Guru Besar Kedokteran UNPAD Mengambil Masyarakat Tunda Mudik, Barang apa Alasannya?

guru-besar-kedokteran-unpad-minta-masyarakat-tunda-mudik-apa-alasannya-1

Jackpot hari ini Result Sidney 2020 – 2021.

Suara. com porakporanda Anjuran buat tidak mudik alias pulang kampung kembali datang sebab pakar kesehatan, dua pasar menjelang Hari Raya Idul Fitri.

Kali ini, Pengasuh Besar Fakultas Kedokteran Universitas Padjajaran Prof. dr. Cissy Rachiana Sudjana Prawira-Kartasasmia Sp. A (K), M. Sc, PhD, meminta agar masyarakat bersabar untuk tidak pegangan dulu tahun ini.

Ia mengatakan, zaman ini bahaya pandemi COVID-19 masih mengancam.

“Bahaya zaman pandemi COVID-19 masih mengancam. Tinggal dulu di sendi, jangan mudik dulu lebaran tahun ini, ” ungkapnya, lewat keterangan yang diterima Suara. com, Rabu (28/4/2021).

Membaca Juga: Sebesar 866 Santri Mudik ke Kabupaten Bondowoso

Ilustrasi suasana mudik dan stasiun Kota Bandung (Suara. com)

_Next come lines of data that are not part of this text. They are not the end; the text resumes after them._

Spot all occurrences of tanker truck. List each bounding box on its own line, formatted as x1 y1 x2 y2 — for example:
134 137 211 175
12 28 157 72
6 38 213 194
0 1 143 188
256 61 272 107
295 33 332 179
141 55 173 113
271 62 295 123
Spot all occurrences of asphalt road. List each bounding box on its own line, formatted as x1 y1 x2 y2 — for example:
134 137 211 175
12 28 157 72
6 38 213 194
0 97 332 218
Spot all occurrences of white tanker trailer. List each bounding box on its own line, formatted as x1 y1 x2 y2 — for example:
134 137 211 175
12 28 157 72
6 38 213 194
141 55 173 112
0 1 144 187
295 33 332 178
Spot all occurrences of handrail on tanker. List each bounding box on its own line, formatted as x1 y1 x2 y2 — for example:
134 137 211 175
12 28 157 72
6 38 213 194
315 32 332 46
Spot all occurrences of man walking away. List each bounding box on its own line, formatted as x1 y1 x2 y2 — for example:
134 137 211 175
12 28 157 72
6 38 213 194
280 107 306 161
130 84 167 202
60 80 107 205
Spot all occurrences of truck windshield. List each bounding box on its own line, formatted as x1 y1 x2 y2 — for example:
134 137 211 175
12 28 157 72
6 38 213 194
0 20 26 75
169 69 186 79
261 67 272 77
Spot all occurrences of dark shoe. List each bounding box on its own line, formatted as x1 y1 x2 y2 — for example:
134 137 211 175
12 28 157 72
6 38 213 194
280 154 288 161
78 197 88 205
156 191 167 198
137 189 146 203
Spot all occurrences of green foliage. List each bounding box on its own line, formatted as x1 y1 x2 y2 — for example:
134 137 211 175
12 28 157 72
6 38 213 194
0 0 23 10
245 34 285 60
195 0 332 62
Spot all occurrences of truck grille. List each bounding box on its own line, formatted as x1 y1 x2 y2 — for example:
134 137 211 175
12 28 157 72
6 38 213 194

Menurut Prof Cissy, bersilahtruahmi kepada saudara dalam kampung masih bisa dikerjakan, meski dari jauh. Sebab itu, ia berpesan supaya masyarakat tetap mematuhi adat kesehatan, seperti menggunakan masker, menjaga jarak, dan giat mencuci tangan.

Tidak cuma itu, masyarakat yang telah divaksinasi juga wajib mematuhi protokol kesehatan.

“Walau sudah divaksin lengkap, itu masih bisa tertular dan menulari orang lain. Karena itu, patuhi protokol kesehaatan, ” jelasnya.

Meski begitu menurut Juru Cakap Satgas Penanganan COVID-19 Prof Wiku Adisasmito menyampaikan, COVID-19 di Indonesia masih lestari terkendali.

Hal ini bertentangan dengan negara lain, bagaikan Amerika Serikat, India, Brasil, Prancis, dan juga Turki.

Baca Juga: Pembatasan Mudik Bikin Tak Berkutik, 95 Persen Driver serta Kernet Dirumahkan

Selain itu, dalam era globalisasi penularan virus tidak mengenal batas teritorial negara. Tersebut terbukti ditemukannya mutasi virus yang menular dari kepala negara ke negara lain, termasuk Indonesia.